Chinese opera, Scottish Opera, Chinese… this is most intriguing. Weir could have chosen a name like 'The Orphan Chao', or any number of others that do not include the word 'Chinese'. She immediately sets up a culturally-embedded expectation of strange-making, of things not being what they seem, and seeming to be what they are not.
Chao (one letter short of 'chaos') is the double hero of the conceit. In a three-act structure, the outside acts follow the fortunes of an engineer, Chao, who witnesses a performance of a Chinese Opera, in Act 2, that tells the story of another Chao. Inspired by the inner Chao, the outer Chao determines to follow the same course, and ends up being executed.
This is a highly textual work. The composer prepared her own libretto, and structured the work so that it proceeds rather like a series of characters in Chinese script. If you think of alphabetic script as being analogous to a tape recording that you play back by reading, you can think of Chinese script as being more analogous to a video recording. Each character is richly endowed with content, its visual and sonic narrative potential sometimes harmonious, sometimes dissonant.
Such concentration is a characteristic of Weir's music, and has led some to make a connection with minimalism. Early in this work there is a passage that has a passing resemblance to the dense, shimmering textures that Steve Reich creates, for instance, but it is arrived at by completely different means. Generally speaking there is barely any resemblance to the New York minimalists—or, for that matter,—to someone like Arvo Pärt. In a couple of respects, a parallel with Satie would be nearer the mark,. First, there's a sort of thrifty reductionism that constantly interrogates superfluous gestures, leaving only the necessary; second, there's the pervasive, pawky irony.
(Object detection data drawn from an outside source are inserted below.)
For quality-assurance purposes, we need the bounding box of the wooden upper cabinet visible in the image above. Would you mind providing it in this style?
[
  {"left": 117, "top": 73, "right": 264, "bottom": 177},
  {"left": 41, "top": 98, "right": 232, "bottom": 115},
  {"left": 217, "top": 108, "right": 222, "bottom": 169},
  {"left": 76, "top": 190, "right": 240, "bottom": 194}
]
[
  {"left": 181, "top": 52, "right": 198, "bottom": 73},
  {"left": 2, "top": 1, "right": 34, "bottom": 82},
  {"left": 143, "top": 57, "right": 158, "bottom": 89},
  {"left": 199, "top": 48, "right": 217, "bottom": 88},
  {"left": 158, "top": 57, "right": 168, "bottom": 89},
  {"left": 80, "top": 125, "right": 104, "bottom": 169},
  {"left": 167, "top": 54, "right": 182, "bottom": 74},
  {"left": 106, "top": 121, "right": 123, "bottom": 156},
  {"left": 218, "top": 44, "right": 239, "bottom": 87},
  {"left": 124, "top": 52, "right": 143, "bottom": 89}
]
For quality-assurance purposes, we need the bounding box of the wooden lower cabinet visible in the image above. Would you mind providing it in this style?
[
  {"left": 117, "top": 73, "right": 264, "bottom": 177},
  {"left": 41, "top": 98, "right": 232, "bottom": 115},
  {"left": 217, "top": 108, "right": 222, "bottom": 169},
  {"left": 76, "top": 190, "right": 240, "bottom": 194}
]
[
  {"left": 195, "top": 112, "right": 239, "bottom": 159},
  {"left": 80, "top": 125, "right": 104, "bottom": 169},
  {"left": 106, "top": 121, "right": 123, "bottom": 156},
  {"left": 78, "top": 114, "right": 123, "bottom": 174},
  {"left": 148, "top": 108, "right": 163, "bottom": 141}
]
Actually, the harmonic world at the outset is nearer to Debussy, simultaneously looking back to the Javanese gamelan sonorities that so impressed him early in his career, and looking forward to Messiaen—specifically his technique of thickening melodic lines to colour their rhetorical flow. Here, Weir's textures are sometimes thicker than rough-cut marmalade. Textures shift. Moving as though from character to character, Weir explores widely differing, sometimes delicate, and often gorgeous sonorities, taking full advantage of the resources at her disposal. Apart from a few unintentionally shaky moments in the upper strings early on, James Grossmith, standing in for Sian Edwards, draws a fine realization from the orchestra.
As a work of theatre there is an obvious, and perhaps superficial, connection to make with Britten's late chamber operas. It is not so much that Britten's interest was in the Japanese Noh tradition, which has a highly formal and stylized language of its own. Rather, Weir's oriental content displaces attention from an interesting relationship with European innovations that seldom make it to the opera house—up here, anyway. There is a strain of Artaud's theatre of cruelty, which Weir places in dialogue with Brechtian epic theatre. A recurring trope pits the heroic narrative against cruelties both human and natural; the play-cruelty is to deny the audience empathy with the actors.
Referencing and interrogating epic theatre in the central play-within-the-play, Weir differentiates the prestige-form Chinese Opera by presenting it as a mummers' play. In Kublai Khan's empire, the theatre workers have been sent to the fields, and by this gesture they keep their culture alive. Rebecca de Pont Davies seizes the opportunity, as troupe leader, to deliver a hilarious orchestration of the inner story. Disconcertingly, at this point, the surtitle display emerges as a character in its own right. As the dialogue gets more rapid, it first abbreviates freely, and then flatly refuses to keep up—a very funny touch. This is textuality playing its part, as it does during Philip Salmon's star turn as Marco Polo, where he is obliged—literally—to share the follow-spot with a map (and the composer's brilliantly concentrated précis of Italian grand opera). Jean-Marc Puissant's design emerges as a character in its own right, while the cast has little opportunity to engage intersubjectively with the audience. A short, searing intervention by Fiona Kimm as the third act Crone is one of the few exceptions; Reno Troilus, the Military Governor, makes his impact by the sheer strangeness of a soldier singing countertenor.
Lee Blakeley's production is—perhaps surprisingly—the first to be mounted in Scotland, and a generous audience gave it the warm welcome it deserves. Yes, the layers of irony are hard to keep up with. The last thing that one is inclined to do with such a skilfully crafted, multi-faceted piece of work is to take it at its word, but that is the ultimate irony of A Night at the Chinese Opera; it is just what it says it is. A night well spent.